Rapper Lil Wayne told Essence magazine last week that “racism doesn’t exist” because he has not experienced it, citing the predominantly White audiences at his concerts as evidence.
In the system of Racism (White Supremacy) these kinds of comments are to be expected from descendants of slaves who are still enslaved themselves and are ignorant and confused. Lil Wayne—victim of Racism (White Supremacy)—is ignorant and confused like all Black people (including all of us here at COBRA) and should not be picked on, or called names, or ridiculed by other Black people.
Racism does exist: Lil Wayne’s own existence is all the proof that’s needed. What was Lil Wayne’s living space like growing up: what did it look like, what were his neighbors like, was there violence, was there a lot of desperation? What was his family’s net worth at the time of his birth? What did he learn in school: was there any focus on solving his biggest problem (racism) or did he just learn how to be tolerable for and how to take orders from White people?
White people have always gotten enjoyment out of watching niggers entertain—in his book Narratives of a Slave, Frederick Douglass gives an extensive account on how slaves were encouraged to sing, jump, and dance for White people on the weekends in order to blow off steam so that on Monday mornings they were once again ready to work. Lil Wayne’s predominantly White audiences proves racism: White people have always enjoyed watching their niggers entertain them.

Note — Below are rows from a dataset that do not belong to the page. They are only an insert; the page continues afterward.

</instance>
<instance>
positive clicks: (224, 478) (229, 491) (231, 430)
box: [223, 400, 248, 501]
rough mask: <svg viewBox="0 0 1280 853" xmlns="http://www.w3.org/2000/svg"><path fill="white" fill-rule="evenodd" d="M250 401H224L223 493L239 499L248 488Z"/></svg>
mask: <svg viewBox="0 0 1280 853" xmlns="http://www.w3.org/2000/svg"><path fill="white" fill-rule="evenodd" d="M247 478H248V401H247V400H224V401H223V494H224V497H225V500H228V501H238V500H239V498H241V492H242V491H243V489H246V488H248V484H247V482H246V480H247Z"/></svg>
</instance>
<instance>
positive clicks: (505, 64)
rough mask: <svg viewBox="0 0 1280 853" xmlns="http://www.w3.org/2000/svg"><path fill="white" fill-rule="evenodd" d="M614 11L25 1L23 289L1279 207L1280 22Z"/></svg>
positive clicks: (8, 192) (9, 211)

Ask yourself why are they there? What’s the enjoyment their getting from watching a victim of Racism (White Supremacy) make a tragic spectacle of himself? It’s the same enjoyment millions of White people get everyday watching repeated coverage of Black suffering and tragedy in the news; for instance, the millions of White people who watch the continuous coverage of Black people being killed by racist police officers. Lil Wayne—with his tattoos of sorrow and self-destructive lyrics that perpetuates Racism (White Supremacy)—satisfies White people’s appetite for watching Black suffering and tragedy.